Sentiment indicators based on some Machine Learning algorithms are fashionable these days, for good reasons. There are, however, some major flaws in this approach when not implemented with a clear strategy.
I come from the Economics field, where one uses data to test a theory.
Data science mostly works the other way around: one builds a model then tries to make sense of it.
There is no absolute right or wrong way of doing things; but we need to be aware of the pitfalls inherent to each approach.
"Sentiment" indicators are very popular in quantitative finance these days. They often rely on Machine Learning and other statistical techniques to compile big chunk of data. I am a big fan of the technology, Natural Language Processing in particular, but only when it comes with a clear sense of purpose.
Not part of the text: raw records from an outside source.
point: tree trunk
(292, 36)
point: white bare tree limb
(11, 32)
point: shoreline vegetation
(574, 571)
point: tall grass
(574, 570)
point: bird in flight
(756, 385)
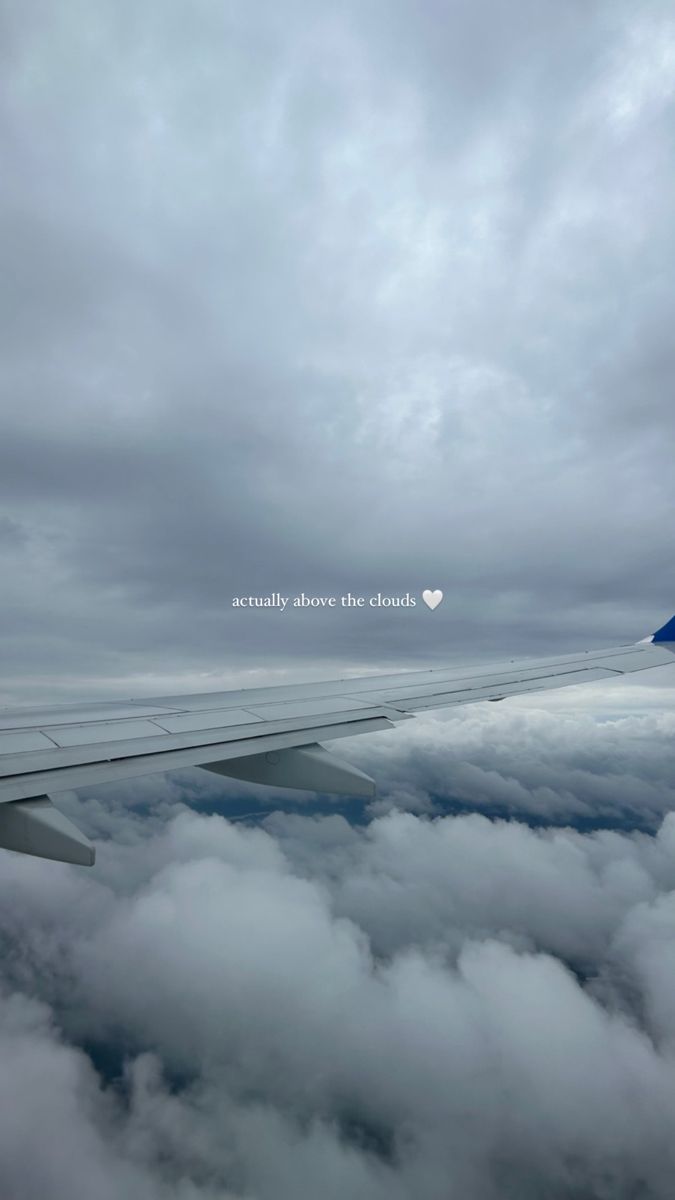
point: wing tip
(665, 634)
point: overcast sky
(370, 297)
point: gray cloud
(298, 299)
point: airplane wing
(262, 735)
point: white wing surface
(264, 735)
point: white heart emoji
(432, 598)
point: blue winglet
(667, 633)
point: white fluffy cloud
(420, 1007)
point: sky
(369, 298)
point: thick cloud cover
(423, 1007)
(372, 297)
(302, 297)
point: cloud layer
(423, 1006)
(297, 298)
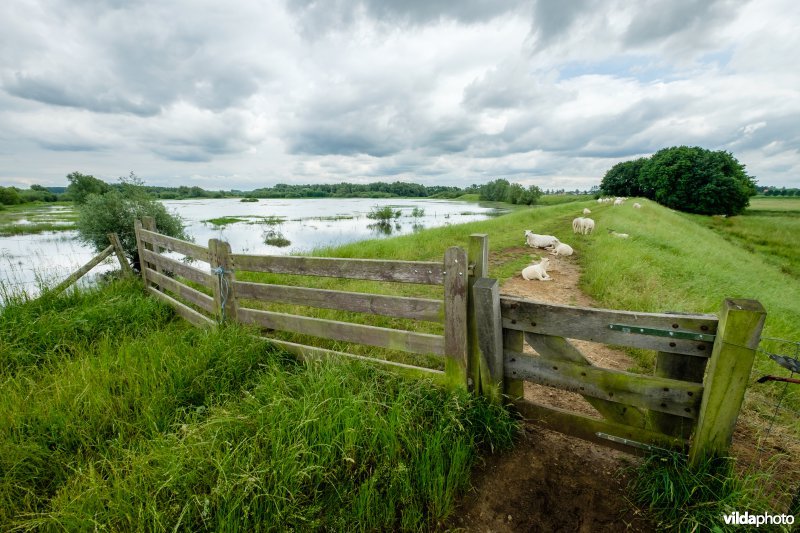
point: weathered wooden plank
(685, 368)
(489, 332)
(660, 394)
(593, 325)
(78, 274)
(587, 428)
(306, 353)
(429, 273)
(559, 349)
(455, 311)
(172, 244)
(123, 261)
(478, 259)
(740, 324)
(219, 256)
(376, 304)
(183, 310)
(188, 272)
(196, 297)
(395, 339)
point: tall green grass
(147, 423)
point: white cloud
(249, 94)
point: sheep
(537, 271)
(540, 241)
(561, 249)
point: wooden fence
(690, 403)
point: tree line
(684, 178)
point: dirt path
(551, 482)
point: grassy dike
(116, 415)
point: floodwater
(269, 227)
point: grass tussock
(679, 498)
(150, 424)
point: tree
(115, 212)
(82, 185)
(697, 180)
(623, 179)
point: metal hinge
(673, 334)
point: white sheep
(561, 249)
(587, 226)
(537, 271)
(540, 241)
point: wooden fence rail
(484, 338)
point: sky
(242, 94)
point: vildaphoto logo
(746, 519)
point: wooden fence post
(478, 259)
(455, 313)
(219, 257)
(738, 334)
(489, 330)
(123, 263)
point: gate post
(738, 334)
(478, 257)
(455, 316)
(219, 257)
(489, 330)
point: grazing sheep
(540, 241)
(537, 271)
(561, 249)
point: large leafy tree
(697, 180)
(623, 179)
(117, 210)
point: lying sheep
(561, 249)
(537, 271)
(540, 241)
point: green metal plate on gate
(673, 334)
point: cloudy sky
(244, 94)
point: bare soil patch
(552, 482)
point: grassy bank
(118, 416)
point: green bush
(117, 210)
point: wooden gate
(690, 403)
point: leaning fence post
(478, 259)
(489, 330)
(123, 263)
(738, 334)
(219, 257)
(455, 313)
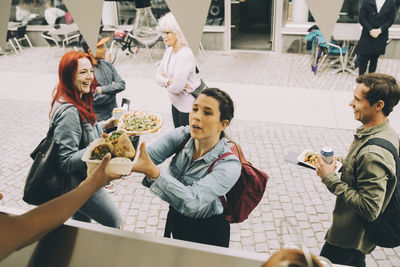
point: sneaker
(110, 188)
The single most important thing in a Machine Learning application (in the fields I know at least) is to establish the use case. Whose "sentiment" is this? What does it add to well-known market prices? Are robots better at "sentiment" than humans now, really?
Too often, a "sentiment" indicator is there for lack of a better word and, sometimes, of a proper thinking about the concept and goal.
Let's take an example
Someone builds a "sentiment" indicator aggregating all sorts of news about a few companies, using Natural Language Processing. It correlates well with stock prices.
Now, looking at the data a bit more closely, it appears that a good portion of these news relate with the stock price itself, like:
- "Company X rose 5% yesterday on the back of..."
- "Traders turned negative on Company Y".
There may or may not be a new external reason mentioned in the article.
That can be a recipe for disaster. The whole "correlation" with stock prices may well be coming from this type of news. In our experience, they can represent a surprisingly large share of the sample.
These news really need to be taken out of the sample. Then, if there is still a good "correlation" between what's left of the sentiment and stock prices, we have got something to work with.
If not, "sentiment" is just a stock prices lagging indicator, by about a day or so. The correlation with stocks is a spurious relationship.
When we aggregate inflation news in the News Inflation Pressure Indices, we have a special model trained to detect the news about official inflation releases, to take them out of our sample.
It's not a nice-to-have feature: it must be done. To put the numbers out: these news represent around 22% of our sample. We have 1.3 million news which relate with inflation, over a three-years period. Of these, just over 100k are selected to be inflation relevant. And of these, 22k need to be taken out because they relate with inflation releases.
If we were not to do that, we'd have a spurious indicator.
What's the bottom line?
It's not because we do Machine Learning that we should not think about a model strategy.
Data Science should start with... knowing the data, which requires field expertise. To build a useful Machine Learning model, the data scientist and the analyst need to work together.